‘Get rid of it’: Tenant given cruel note
STEPHANIE* was dealing with a marriage breakdown and a stressful move to a new apartment when she received a note that left her "devastated".
The handwritten note, which had been slipped under the Sydney woman's door overnight, was allegedly from her apartment block's body corporate, and it referred to her beloved cat, Rocococo - an elderly feline she had inherited after her former flatmate passed away.
"Keep your noisy, painful cat inside or we will make you get rid of it. I'm sick of being woken up. The Body Corporate," the note read.
Stephanie was left shaken by the letter, and said she felt "bullied" into rehoming her pet with her ex's parents.
She was all the more shocked as she had already received permission from her landlord to keep pets, which was plainly stated in her lease agreement.
"I was cornered in the laundry about it one day; I was going through a hard time with my breakup and I told them that, but they were unrelenting and persistent.
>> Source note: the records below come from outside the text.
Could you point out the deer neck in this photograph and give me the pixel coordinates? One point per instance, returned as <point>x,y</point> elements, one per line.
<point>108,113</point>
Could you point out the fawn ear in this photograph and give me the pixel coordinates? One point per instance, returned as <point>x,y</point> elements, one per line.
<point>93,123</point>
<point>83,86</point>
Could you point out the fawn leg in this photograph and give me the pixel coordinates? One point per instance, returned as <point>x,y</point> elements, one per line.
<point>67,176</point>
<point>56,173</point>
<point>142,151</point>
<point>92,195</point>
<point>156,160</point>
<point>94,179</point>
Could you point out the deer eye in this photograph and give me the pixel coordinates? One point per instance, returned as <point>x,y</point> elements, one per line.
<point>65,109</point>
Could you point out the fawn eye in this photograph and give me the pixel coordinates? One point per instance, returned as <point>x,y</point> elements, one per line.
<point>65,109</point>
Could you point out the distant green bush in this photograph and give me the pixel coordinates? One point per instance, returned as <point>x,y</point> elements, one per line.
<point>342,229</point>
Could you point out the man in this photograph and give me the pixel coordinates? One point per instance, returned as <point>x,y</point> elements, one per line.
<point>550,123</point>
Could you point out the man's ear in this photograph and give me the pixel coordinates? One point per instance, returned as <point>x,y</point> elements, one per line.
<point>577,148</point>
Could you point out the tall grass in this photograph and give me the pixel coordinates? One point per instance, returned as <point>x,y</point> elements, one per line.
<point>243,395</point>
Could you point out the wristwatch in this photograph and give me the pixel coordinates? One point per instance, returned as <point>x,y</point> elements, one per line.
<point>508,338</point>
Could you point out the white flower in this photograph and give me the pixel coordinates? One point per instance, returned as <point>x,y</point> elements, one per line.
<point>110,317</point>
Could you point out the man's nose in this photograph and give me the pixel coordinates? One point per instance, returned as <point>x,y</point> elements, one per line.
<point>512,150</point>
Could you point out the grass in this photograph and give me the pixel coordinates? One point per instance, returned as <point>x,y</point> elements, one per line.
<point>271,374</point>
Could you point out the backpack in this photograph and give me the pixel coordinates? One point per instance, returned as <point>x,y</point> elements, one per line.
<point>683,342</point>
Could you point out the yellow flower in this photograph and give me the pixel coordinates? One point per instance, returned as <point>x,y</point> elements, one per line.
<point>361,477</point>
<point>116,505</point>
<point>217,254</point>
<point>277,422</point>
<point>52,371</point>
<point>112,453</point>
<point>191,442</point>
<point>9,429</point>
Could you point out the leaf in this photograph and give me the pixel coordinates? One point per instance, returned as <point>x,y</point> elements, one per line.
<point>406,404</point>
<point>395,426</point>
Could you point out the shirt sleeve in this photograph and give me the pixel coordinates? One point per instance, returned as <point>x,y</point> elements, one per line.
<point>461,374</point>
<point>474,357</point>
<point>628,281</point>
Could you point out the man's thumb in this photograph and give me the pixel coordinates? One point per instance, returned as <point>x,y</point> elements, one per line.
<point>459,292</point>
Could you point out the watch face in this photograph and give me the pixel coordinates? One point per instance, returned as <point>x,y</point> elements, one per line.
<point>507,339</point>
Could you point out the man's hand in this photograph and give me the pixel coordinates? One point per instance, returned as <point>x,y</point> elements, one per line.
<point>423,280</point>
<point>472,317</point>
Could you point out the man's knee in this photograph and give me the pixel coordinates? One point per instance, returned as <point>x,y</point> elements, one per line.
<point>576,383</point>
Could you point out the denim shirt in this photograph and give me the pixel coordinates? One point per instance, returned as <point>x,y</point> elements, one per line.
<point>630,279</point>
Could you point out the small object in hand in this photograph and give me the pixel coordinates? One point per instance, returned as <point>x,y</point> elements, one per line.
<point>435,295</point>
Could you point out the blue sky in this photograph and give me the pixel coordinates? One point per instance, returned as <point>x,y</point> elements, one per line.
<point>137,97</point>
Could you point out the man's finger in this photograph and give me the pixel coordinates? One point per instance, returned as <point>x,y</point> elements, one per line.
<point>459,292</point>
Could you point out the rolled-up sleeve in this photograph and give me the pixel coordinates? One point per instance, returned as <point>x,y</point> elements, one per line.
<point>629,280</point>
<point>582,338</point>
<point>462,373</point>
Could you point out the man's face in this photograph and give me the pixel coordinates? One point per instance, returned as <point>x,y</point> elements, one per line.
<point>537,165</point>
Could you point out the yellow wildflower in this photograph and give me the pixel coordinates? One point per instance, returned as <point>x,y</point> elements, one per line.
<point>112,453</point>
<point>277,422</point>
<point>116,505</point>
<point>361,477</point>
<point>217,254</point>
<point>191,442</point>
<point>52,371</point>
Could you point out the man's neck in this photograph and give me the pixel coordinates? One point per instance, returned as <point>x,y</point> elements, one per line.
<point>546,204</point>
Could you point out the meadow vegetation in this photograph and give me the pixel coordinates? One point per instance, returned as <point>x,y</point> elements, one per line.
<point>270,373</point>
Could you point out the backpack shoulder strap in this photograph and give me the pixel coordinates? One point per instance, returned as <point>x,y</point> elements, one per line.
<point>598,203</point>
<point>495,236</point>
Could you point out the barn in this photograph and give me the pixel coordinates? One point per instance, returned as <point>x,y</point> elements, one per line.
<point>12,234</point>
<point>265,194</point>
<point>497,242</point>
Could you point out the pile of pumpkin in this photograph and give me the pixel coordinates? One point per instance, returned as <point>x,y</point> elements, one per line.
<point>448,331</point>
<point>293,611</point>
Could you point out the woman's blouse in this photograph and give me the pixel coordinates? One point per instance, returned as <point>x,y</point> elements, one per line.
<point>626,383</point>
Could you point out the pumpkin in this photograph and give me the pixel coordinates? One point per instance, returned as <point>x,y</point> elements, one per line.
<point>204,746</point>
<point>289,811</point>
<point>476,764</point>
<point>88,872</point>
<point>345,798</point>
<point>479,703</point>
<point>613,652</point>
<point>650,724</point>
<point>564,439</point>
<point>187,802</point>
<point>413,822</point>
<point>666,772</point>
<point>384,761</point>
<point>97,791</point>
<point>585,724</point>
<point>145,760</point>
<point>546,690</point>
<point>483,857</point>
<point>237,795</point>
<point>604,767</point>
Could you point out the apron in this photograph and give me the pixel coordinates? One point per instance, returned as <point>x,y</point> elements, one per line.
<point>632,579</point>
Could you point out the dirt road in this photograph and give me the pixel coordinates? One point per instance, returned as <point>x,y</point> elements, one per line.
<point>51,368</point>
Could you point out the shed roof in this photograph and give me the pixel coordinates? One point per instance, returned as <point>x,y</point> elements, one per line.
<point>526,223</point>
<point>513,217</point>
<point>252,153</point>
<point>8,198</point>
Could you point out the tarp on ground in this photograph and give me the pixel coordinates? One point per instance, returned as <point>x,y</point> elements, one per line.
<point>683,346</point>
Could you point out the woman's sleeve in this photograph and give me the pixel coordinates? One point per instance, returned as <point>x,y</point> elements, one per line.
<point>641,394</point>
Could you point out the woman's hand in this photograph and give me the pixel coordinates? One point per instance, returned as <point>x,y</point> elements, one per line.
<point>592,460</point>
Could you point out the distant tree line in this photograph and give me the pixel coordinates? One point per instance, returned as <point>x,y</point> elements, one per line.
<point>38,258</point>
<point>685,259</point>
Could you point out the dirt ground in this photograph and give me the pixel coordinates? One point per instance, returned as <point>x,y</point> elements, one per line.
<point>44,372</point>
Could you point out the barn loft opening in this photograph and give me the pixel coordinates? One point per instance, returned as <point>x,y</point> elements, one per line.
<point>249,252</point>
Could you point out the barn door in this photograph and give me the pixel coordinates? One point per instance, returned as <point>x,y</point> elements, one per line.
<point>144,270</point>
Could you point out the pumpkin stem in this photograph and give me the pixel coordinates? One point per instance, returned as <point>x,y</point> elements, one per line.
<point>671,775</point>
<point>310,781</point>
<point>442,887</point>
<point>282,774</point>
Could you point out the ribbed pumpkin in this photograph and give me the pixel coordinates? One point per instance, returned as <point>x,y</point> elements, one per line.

The note came soon after," she said.
"Rocococo might have been a bit stressed and maybe meowed a bit during the day because she was in a new environment, but give me a break - everyone in the strata committee lived on the top floor of the building … so I don't know how they managed to hear anything.
"I spoke to the real estate agent who said I should put in a complaint to the people who manage the strata but I wasn't in the right frame of mind to go through it."
Stephanie decided to leave the property altogether, and her ex took over her lease.
But after finding a second apartment, she had the same problem yet again - but this time, over her pet dog.
"The landlord approved my dog and there were no bylaws on that property (preventing pets) but the strata decided to drag everything out and eventually they didn't approve it either, so it was another stressful situation," she said.
"I don't understand how they could have refused."
She said she was devastated by the situation, as her pets were her "happiness".
"It was just horrible and also really strange. With the second place, I had references for my dog from a dog trainer and previous real estate agents - I did everything to make sure I crossed all the Ts but it was still not approved. It was really devastating and really hard," she said.
Unfortunately, Stephanie's situation is far from unique.
Australian pet care company Rufus and Coco recently conducted research that revealed 22 per cent of pet owners have given away a pet or left them with a family member due to being unable to find pet-friendly accommodation.
Finding pet-friendly accommodation was "stressful" for 79 per cent of respondents, while 73 per cent encountered rental or strata accommodation where pets were not allowed at all, and 42 per cent chose not to have a pet at all for that very reason.
Company founder Anneke Van den Broek told news.com.au additional research by the Australian Pet Welfare Foundation found 20,000 cats and dogs were euthanised in Australia each year after being surrendered because their owners' rental or strata agreement say they aren't welcome.
Ms Van den Broek said Rufus & Coco had partnered with the Australian Pet Welfare Foundation (APWF) to campaign for changes to the rental laws.
"Pets die when landlords say no - it's as simple as that," she said.
"But pet ownership has been proven to save $2 billion annually in healthcare costs - there's a plethora of data that shows pets are good for humanity.
"Despite the fact we have one of the highest rates of pet ownership in the developed world, only around five per cent of rental properties are advertised as having pets allowed.
"It's just heartbreaking for people to literally have to give up their best friend."
Ms Van den Broek said pets had also been proven to cause less damage to property than children, and that renters who were allowed to keep pets tend to stay at the property for longer, leading to shorter vacancy periods and ultimately costing less money to landlords.
Victoria is the only state which has introduced draft legislation to allow renters to keep pets as a default, although this has not yet been enshrined in law. In the other states and territories, pets are allowed only on a case-by-case basis.
In late 2016, NSW strata by-laws changed to remove any reference to a default pet ban, which means that while strata schemes can still choose to ban animals, they are no longer automatically prohibited.
Ms Van den Broek said that law should be rolled out across the country as soon as possible.
*Last name has been withheld for legal reasons.